Existiu de facto, um interesse institucionalizado pelas viagens a poente do arquipélago dos Açores, em busca da suposta ilha das Sete Cidades, promovidas pela iniciativa privada, quer no reinado de D. Afonso V, quer no de D. João II, vontade essa também expressa pelo duque de Viseu, D. Manuel I, futuro rei de Portugal. Muitas fronteiras terrestres e marítimas eram desconhecidas, sendo plausível que a Coroa de Portugal pretendesse agir em diversas frentes, em prol da concretização do plano da Índia. A ilha das Sete Cidades foi objeto de doação régia, por D. João II, em carta de 3 de março de 1486, ao donatário Fernão Dulmo, relevando-se o facto, de o financiamento ser garantido pelo próprio (Marques, 1971). Em outra carta de 24 de julho de 1486 é reconhecido por D. João II, o contrato e doação entre Fernão Dulmo e João Afonso do Estreito, para o descobrimento de ilhas e terra firme, a expensas próprias, em direção ao Ocidente (Marques, 1971). Nos primórdios do século XVI, Duarte Pacheco Pereira recorda os debates intensos levados a efeito no reino de Portugal, sobre a melhor rota para alcançar as terras das riquezas e das especiarias, quer na direção longitudinal, quer na direção latitudinal do Atlântico (Newitt, 2005). O assunto não era consensual porque uns defendiam a descoberta das Etiópias, da Guiné e das Índias, ao longo da costa africana; outros argumentavam que se se atravessasse o golfo até encontrar alguma terra, assim se encurtaria o caminho (Carvalho, 1991).

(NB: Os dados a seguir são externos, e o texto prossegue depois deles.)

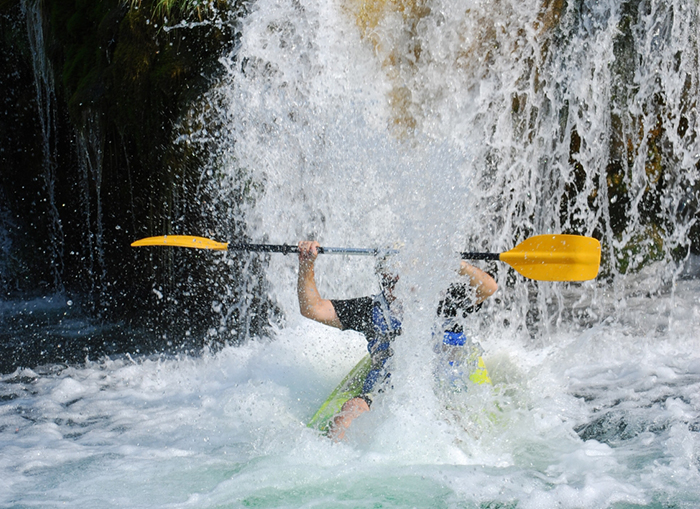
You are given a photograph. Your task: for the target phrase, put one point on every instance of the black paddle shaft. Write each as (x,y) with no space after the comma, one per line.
(480,256)
(287,249)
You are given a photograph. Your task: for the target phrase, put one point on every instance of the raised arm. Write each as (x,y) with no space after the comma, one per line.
(311,305)
(482,282)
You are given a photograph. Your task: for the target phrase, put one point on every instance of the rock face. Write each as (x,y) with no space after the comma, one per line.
(93,98)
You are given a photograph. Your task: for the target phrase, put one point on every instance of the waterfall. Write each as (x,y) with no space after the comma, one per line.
(90,144)
(47,108)
(443,126)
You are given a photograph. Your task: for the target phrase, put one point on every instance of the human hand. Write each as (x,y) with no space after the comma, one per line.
(308,251)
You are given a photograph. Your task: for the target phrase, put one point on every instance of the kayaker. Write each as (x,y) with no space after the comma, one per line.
(379,319)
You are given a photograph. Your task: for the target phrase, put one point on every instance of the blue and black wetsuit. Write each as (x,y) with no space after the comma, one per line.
(380,323)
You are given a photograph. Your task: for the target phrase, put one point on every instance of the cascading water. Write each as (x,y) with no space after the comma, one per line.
(46,103)
(433,127)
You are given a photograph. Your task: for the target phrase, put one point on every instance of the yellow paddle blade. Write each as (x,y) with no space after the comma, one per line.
(182,241)
(555,258)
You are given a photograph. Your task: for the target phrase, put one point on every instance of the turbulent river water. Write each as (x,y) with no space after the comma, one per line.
(432,128)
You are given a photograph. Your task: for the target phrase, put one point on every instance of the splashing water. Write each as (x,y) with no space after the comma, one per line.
(435,127)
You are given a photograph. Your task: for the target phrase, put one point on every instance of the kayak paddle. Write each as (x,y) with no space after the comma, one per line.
(542,257)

Globo de João de Lisboa (1470-1525) – excerto do Livro de Marinharia (1514). Domínio Público

O desconhecimento das dimensões da Terra, dos lugares geográficos e das proporções entre continentes e oceanos, no século XV, fundamentava uma visão muito ptolemaica do mundo, a que se juntaram vários argumentos bíblicos para a localização da aurífera Ofir. Cristóvão Colon citou Isaías, os Reis e as Crónicas, sobre o ouro trazido de Társis e Ofir para honrar o nome do Senhor e, evocou o envio de navios e marinheiros até Asiongaber e Elat, lugares à beira-mar, no país de Edom, por ordem do rei Salomão, de onde trouxeram quatrocentos e cinquenta talentos de ouro para a construção do Templo. Esta Ofir era identificada com a Aurea Chersonesus no mapa de Ptolemeu, conforme é reconhecido no livro de Flávio Josefo (séc. I d. C), conhecido por «As Antiguidades dos Judeus», uma obra fundamental no pensamento geográfico de Cristóvão Colon. Esta fonte descreve que Salomão ordenou aos seus marinheiros e outros com competências em navegação, para irem até uma terra antiga, riquíssima em ouro, chamada Ofir, localizada na Índia e, que ao tempo se passou a designar por Aurea Chersonesus (Thacher, 1903). Coloca-se a necessidade de localizar esta região tão referenciada nos escritos antigos, pelo facto de ser rica em ouro, uma ideia crucial no projeto do almirante Cristóvão Colon. É sobre este tema que o navegador juntou outro comentário de Nicolau de Lira sobre a passagem de 1Reis 9:26-28, no qual refere que Ofir é um nome de uma província da Índia, em cujos montes se encontram as minas de ouro, que estariam habitadas por leões e bestas muito ferozes (Kling e West, 1991). Esta designação de Ofir aparece na literatura com diferentes topónimos: Sephar, Sophir, Sopheira, Sophira. Quando os muçulmanos árabes começaram a traduzir a Bíblia por influência grega [Indós], chamando-lhe Al Hend, referenciando-a a partir de 1Reis 9:28: «Navegaram até Ofir e de lá trouxeram catorze mil e setecentos quilos de ouro para o rei Salomão» e Isaías 13:12: «Farei que o homem seja mais precioso do que o ouro puro, e mais raro do que o ouro fino de Ofir» (Keane, 1901). A tradição da localização da Aurea Chersonesus, como a última Thule do Novo Mundo, era identificada com Ofir, localizada na península de Malaca pelos cartógrafos dos séculos XV-XVI (Wheatly, 1955), que viria a ser cristianizada pelos portugueses em 1511, seguindo assim o precedente de Cristóvão Colon que reportou a sua descoberta de Ofir no Novo Mundo, quando aportou na ilha Hispaniola.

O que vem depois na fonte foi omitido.